Municiando a corregedora nacional de Justiça com nova prova de
corporativismo, o presidente do TJSP, desembargador José Roberto Bedran, acaba
de propor oficialmente à Secretaria da Segurança Pública a assinatura de um
"protocolo, convênio ou entendimento" para a criação da figura de um
"delegado especial" encarregado de cuidar de ocorrências policiais
que envolvam magistrados da Justiça paulista. A iniciativa foi anunciada esta
semana, durante a sessão em que o tribunal discutiu a promoção ao cargo de
desembargador do juiz Francisco Orlando de Souza, que há duas semanas foi
detido pela polícia sem carteira de habilitação e sob suspeita de dirigir
embriagado. Depois de se envolver numa briga de trânsito, em São Bernardo, na
frente do 1.º Distrito Policial da cidade, o magistrado foi detido, recusou-se
a fazer o teste do bafômetro, discutiu com o delegado, que o acusou de ter dado
"carteirada", e acabou sendo escoltado por policiais civis até sua
casa.
A sessão do TJSP foi um festival de corporativismo. Os desembargadores
elogiaram Souza, que terá de ser ouvido pela Corregedoria-Geral da Justiça, e,
além de desprezar o boletim de ocorrência, levantaram suspeitas sobre a conduta
do delegado e dos investigadores que o prenderam por desacato. Finalmente, por
unanimidade, promoveram o colega à última instância da Justiça estadual, pelo
critério de antiguidade.
Em São Paulo, os juízes e desembargadores já gozam de um direito que é
negado aos cidadãos comuns. Quando se envolvem em algum incidente banal, os
magistrados não podem ser conduzidos a delegacias de polícia e a ocorrência tem
de ser comunicada imediatamente ao Tribunal de Justiça.
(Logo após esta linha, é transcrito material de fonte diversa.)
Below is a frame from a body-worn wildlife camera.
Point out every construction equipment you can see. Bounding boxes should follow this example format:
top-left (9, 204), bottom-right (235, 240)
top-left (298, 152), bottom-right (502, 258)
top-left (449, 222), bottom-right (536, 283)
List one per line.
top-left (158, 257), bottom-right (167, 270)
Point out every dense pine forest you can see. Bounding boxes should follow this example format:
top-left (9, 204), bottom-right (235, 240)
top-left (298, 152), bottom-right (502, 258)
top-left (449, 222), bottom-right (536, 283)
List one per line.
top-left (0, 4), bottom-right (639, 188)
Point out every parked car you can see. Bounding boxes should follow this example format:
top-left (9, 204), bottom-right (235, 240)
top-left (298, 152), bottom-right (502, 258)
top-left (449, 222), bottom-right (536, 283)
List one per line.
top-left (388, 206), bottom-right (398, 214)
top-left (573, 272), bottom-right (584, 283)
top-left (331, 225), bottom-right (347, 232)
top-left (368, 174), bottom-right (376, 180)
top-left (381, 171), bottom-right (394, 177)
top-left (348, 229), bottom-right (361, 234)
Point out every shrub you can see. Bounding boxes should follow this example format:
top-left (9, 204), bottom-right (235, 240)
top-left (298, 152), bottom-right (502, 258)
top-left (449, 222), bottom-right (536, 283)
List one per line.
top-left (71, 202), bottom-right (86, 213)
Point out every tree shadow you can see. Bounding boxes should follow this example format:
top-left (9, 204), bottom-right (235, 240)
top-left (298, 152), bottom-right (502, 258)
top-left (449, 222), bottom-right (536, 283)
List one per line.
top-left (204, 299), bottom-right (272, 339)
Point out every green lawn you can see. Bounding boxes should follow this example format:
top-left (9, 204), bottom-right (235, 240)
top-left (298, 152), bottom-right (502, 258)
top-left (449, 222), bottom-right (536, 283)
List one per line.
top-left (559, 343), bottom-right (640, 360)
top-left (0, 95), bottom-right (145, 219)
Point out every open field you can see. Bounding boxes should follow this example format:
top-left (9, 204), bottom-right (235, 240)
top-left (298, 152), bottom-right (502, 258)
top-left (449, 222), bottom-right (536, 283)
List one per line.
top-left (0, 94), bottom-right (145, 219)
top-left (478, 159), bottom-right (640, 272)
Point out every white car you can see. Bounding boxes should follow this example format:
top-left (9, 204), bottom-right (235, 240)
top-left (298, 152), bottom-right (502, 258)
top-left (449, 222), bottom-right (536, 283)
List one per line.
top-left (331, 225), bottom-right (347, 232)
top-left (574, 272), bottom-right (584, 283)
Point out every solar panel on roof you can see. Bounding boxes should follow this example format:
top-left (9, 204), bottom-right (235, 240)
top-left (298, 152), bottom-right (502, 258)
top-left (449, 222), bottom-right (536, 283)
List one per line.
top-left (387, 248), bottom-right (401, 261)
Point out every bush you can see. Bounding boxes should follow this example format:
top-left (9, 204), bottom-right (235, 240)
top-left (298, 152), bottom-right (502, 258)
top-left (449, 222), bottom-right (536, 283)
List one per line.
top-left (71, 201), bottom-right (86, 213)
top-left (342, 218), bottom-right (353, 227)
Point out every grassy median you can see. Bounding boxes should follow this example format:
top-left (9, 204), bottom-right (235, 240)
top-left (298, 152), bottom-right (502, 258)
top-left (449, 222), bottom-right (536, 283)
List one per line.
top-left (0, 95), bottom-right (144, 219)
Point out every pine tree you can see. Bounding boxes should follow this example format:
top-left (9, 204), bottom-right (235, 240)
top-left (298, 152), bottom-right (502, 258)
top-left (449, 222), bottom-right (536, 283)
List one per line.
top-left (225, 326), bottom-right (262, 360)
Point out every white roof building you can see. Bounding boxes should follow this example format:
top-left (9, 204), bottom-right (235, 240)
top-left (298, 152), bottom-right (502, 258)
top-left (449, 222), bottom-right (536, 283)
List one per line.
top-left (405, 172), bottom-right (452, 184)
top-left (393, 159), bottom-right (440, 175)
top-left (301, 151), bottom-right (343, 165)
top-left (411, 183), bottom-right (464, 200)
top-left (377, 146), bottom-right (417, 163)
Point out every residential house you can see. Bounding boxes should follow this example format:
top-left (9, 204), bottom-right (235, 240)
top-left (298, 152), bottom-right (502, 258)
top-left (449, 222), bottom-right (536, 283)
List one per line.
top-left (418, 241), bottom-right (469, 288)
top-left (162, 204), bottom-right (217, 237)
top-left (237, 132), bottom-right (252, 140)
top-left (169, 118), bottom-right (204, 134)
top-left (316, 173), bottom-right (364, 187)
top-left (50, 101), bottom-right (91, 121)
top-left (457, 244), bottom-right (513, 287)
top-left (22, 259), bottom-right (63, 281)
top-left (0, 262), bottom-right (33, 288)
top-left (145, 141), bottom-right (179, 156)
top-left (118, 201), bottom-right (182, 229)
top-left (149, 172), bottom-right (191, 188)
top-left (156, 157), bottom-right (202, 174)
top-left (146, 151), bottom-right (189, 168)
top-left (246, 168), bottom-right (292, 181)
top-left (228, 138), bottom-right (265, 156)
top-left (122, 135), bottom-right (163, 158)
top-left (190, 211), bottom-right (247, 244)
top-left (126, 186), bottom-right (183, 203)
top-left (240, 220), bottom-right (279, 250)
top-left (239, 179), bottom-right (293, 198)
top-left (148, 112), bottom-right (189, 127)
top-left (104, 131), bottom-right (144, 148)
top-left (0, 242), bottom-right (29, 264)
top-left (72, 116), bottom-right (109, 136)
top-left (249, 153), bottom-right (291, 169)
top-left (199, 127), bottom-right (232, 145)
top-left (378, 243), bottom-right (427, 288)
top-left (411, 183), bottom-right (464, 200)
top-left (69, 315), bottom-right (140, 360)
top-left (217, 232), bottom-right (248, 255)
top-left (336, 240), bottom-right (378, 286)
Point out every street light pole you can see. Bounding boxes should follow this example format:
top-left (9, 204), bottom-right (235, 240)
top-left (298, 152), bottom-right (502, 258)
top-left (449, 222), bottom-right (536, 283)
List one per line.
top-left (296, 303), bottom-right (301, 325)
Juízes só podem ser
presos em flagrante por outro juiz. Agora, além desse tratamento especial, a
magistratura estadual quer o direito a "delegado exclusivo". Segundo
o desembargador Bedran, o tratamento diferenciado dado por um delegado
exclusivo evitaria que as ocorrências policiais chegassem ao conhecimento dos
meios de comunicação, evitando assim que eles publicassem reportagens "sensacionalistas"
e "fatos distorcidos" que maculem a imagem de seus colegas de ofício.
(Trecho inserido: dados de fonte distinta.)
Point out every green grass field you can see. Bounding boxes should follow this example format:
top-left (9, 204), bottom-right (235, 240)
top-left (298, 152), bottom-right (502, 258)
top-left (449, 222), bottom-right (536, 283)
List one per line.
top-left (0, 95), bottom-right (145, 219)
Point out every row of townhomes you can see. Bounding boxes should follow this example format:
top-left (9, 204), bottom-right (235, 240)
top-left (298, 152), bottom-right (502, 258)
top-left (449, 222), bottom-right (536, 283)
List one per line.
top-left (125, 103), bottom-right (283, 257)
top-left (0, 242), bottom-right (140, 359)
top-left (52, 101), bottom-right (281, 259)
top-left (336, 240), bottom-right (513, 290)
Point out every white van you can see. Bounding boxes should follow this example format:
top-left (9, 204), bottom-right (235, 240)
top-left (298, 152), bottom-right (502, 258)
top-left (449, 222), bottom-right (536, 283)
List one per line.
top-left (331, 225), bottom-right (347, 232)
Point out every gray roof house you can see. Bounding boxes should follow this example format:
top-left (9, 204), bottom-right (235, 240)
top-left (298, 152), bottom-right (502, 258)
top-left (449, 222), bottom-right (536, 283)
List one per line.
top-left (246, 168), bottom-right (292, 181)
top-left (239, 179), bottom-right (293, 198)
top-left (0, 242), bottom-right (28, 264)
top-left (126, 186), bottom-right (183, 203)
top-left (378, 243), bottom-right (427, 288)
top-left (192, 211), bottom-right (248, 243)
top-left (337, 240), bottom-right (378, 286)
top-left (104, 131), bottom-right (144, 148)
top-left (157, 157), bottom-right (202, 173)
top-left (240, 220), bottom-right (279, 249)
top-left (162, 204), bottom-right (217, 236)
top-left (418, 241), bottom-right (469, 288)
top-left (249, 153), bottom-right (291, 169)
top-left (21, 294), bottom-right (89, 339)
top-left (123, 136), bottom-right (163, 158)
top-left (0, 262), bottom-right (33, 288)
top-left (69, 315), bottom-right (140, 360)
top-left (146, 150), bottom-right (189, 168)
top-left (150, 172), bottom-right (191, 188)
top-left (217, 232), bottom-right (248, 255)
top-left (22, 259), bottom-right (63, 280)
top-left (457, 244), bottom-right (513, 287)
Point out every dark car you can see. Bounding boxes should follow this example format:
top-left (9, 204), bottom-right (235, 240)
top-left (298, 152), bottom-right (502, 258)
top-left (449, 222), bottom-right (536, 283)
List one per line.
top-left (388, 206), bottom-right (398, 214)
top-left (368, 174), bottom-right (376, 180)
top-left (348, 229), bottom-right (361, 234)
"Não queremos evitar a divulgação de fatos, mas que eles sejam
desvirtuados. Esse entendimento entre o Tribunal de Justiça de São Paulo e a
Secretaria da Segurança Pública vai levar a que se evitem esses incidentes
(como a detenção de um juiz acusado de dirigir alcoolizado e sem carteira) e
que cheguem ao conhecimento dos jornais e possam até ser explorados",
disse o presidente do TJSP. Em nota polida, porém firme, a Secretaria da
Segurança Pública anunciou que informará mais rapidamente o tribunal das
ocorrências policiais envolvendo magistrados, mas que não criará a figura do
"delegado especial" nem restringirá o trabalho da imprensa. "Não
há que se confundir a observância da lei com a redução das atribuições
funcionais dos delegados e tampouco cerceamento do trabalho da imprensa",
diz a nota.
É um fato insólito. Se não estivessem divorciados da realidade,
preocupados em primeiro lugar com interesses corporativos, os dirigentes da
Justiça não estariam na constrangedora posição de terem de ouvir lições
elementares de direito ministradas por delegados.